MetroFibre has opened its 8th Fibre Experience Store in Bloemhof, its first in South Africa’s North West Province, expanding access to affordable fibre.
MetroFibre has opened a new customer-facing Fibre Experience Store in Bloemhof, marking its first physical location in the North West Province. The MetroFibre store is located at the Shoprite Mini Centre at the corner of R34 and Noord Street.
The company says the store is designed as a local access point for fibre-to-the-home, which is fixed broadband delivered through fibre cables into a building. Customers can test Wi‑Fi speeds, compare packages, get technical support, pay monthly bills, recharge prepaid accounts, and use free Wi‑Fi during power or network outages.
MetroFibre also highlighted its prepaid option, MetroConnect, which offers no-contract fibre packages at 30, 50, or 80 Mbps. Mbps means “megabits per second”, a simple way to describe how fast data can move, like the width of a pipe carrying water.

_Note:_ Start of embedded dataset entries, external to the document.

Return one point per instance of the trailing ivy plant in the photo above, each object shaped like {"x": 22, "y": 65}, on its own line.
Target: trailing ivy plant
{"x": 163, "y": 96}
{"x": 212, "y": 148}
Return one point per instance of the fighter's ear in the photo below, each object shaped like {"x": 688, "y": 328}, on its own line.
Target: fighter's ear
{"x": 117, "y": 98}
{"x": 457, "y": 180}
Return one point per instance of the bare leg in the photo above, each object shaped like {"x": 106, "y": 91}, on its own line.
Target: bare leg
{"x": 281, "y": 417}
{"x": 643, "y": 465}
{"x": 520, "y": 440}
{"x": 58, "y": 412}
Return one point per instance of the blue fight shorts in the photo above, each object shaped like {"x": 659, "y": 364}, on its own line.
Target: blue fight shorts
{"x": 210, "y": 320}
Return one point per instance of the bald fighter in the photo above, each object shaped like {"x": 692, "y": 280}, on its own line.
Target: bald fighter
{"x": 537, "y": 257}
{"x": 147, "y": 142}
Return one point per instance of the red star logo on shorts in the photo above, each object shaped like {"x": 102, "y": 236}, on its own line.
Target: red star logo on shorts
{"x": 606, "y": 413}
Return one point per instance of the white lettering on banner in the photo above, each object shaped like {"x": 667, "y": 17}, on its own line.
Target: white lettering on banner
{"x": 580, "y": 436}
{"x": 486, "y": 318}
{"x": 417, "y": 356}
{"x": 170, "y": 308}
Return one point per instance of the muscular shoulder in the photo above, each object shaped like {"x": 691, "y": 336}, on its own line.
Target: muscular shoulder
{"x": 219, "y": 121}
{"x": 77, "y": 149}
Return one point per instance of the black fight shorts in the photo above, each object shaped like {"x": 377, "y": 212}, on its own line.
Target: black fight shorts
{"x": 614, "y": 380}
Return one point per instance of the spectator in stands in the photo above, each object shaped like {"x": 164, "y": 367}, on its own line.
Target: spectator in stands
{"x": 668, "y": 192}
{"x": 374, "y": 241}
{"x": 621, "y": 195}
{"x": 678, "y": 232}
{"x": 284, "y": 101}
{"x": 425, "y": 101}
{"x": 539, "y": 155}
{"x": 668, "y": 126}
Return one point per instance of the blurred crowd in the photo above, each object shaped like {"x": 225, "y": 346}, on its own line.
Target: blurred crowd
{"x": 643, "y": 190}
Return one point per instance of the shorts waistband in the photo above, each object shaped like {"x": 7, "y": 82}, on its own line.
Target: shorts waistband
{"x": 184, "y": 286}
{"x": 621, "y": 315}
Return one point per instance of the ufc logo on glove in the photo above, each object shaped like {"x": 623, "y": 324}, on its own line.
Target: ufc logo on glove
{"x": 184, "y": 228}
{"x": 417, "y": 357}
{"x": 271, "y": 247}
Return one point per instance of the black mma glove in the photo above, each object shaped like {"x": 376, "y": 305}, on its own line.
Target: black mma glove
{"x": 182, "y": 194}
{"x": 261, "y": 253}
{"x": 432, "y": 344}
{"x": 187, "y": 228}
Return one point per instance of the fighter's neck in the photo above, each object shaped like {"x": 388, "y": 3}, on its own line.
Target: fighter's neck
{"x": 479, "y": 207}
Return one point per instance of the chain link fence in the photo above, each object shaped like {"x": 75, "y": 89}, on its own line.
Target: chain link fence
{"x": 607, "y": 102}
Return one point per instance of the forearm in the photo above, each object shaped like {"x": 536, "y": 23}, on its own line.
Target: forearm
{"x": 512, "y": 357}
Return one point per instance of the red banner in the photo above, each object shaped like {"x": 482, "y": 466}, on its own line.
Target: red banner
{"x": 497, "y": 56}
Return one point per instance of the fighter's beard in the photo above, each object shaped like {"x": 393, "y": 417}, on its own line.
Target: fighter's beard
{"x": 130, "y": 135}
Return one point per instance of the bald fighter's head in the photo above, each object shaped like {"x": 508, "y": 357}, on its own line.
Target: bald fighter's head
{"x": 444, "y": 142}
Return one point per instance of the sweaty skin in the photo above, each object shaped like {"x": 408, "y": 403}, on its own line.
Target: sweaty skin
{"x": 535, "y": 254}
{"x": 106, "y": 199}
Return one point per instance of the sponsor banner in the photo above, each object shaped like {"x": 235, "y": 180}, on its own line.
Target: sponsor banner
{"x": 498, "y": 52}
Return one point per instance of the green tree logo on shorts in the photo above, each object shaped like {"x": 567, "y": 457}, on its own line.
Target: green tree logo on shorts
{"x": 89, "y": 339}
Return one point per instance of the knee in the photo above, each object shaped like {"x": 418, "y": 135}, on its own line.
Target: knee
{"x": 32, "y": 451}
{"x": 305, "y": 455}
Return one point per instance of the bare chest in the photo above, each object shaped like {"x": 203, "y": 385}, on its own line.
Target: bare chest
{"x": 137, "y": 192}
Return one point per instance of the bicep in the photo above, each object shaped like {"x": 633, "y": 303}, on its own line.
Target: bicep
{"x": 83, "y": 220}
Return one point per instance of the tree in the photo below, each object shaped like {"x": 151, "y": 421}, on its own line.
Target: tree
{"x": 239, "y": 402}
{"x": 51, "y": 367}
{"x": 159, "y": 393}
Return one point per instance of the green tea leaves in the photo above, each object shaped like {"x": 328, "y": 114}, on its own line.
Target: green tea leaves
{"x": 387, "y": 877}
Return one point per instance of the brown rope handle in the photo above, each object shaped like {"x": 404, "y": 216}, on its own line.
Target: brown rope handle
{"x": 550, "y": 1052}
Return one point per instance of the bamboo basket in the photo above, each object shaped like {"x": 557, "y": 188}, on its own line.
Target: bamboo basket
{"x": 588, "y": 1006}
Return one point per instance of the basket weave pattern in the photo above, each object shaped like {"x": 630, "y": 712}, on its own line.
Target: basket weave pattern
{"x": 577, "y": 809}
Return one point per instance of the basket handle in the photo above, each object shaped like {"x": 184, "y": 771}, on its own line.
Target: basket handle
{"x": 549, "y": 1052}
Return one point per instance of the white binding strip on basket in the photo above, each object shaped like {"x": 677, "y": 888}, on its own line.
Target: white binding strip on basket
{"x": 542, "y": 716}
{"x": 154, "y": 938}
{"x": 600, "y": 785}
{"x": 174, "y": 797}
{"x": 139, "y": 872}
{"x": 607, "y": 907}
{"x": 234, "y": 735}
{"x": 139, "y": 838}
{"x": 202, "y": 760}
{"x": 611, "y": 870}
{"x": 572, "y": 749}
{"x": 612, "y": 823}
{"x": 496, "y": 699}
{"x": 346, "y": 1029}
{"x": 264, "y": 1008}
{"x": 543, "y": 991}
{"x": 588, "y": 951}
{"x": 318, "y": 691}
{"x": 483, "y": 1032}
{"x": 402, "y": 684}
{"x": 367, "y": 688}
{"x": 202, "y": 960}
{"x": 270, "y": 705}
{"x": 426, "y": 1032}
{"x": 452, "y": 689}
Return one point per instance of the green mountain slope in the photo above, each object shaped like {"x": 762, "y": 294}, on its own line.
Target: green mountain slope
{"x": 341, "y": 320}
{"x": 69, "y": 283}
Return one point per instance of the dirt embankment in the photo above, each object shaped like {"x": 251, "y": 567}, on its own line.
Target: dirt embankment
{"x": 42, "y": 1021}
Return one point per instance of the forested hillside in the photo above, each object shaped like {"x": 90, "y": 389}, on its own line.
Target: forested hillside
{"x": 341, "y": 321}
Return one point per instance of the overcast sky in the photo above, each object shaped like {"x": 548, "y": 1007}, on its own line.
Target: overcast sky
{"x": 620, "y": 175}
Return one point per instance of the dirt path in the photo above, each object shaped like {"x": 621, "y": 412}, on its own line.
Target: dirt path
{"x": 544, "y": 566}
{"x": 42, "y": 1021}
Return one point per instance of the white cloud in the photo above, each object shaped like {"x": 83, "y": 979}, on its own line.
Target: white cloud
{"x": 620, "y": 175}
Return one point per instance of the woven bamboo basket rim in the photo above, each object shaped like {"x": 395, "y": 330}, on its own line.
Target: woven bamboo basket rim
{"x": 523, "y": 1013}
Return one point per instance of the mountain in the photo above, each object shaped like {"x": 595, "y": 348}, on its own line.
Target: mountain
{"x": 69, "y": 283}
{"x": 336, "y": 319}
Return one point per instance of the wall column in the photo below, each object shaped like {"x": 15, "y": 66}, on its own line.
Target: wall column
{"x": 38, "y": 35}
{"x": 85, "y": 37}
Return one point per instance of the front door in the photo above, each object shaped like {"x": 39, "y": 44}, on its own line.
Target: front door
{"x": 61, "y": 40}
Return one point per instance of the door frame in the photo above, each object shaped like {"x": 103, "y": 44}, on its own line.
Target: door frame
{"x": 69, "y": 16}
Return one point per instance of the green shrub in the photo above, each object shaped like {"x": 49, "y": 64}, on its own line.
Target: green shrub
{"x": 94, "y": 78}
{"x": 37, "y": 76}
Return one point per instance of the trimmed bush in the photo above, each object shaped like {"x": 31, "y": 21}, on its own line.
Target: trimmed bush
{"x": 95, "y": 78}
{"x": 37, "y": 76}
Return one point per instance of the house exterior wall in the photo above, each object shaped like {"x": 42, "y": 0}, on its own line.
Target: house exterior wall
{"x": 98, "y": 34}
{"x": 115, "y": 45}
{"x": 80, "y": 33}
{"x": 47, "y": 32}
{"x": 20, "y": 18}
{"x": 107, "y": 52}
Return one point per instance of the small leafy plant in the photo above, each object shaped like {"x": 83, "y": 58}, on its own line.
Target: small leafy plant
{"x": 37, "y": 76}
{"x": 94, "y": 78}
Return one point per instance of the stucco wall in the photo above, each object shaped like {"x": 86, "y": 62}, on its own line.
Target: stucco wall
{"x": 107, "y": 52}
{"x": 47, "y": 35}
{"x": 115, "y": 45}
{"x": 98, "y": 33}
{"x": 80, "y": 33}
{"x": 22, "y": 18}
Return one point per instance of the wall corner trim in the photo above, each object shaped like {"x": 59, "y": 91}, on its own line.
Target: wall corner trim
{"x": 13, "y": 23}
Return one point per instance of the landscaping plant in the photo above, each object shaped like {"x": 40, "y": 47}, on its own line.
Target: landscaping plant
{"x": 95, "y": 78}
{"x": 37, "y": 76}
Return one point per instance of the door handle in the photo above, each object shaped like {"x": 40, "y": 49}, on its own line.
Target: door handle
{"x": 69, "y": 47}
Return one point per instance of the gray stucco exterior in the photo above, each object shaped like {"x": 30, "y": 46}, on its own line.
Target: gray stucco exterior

Bloemhof becomes the eighth location in MetroFibre’s Experience Store footprint. The other stores are in KwaThema, Steeldale, Thembisa, and Riverside View in Gauteng, New Brighton and Zwide in Gqeberha, and Beaufort West in the Western Cape. MetroFibre says more store openings are planned across the North West Province in 2026.
Physical stores can lower the friction of getting connected in underserved areas, especially where sign-ups, payments, and troubleshooting are hard to do online. This matters for schools, job seekers, and SMMEs that depend on stable internet for learning, applications, and day-to-day operations.
MetroFibre says its network now passes more than 90,000 homes, with nearly one in four already connected. If accurate, that take-up rate signals demand for affordable, reliable home broadband in communities that have often been skipped by fibre rollout.
The company also says it hires store staff locally and supports local installers and field sales teams. That approach ties connectivity expansion to nearby jobs, which can make network growth more sustainable at the community level.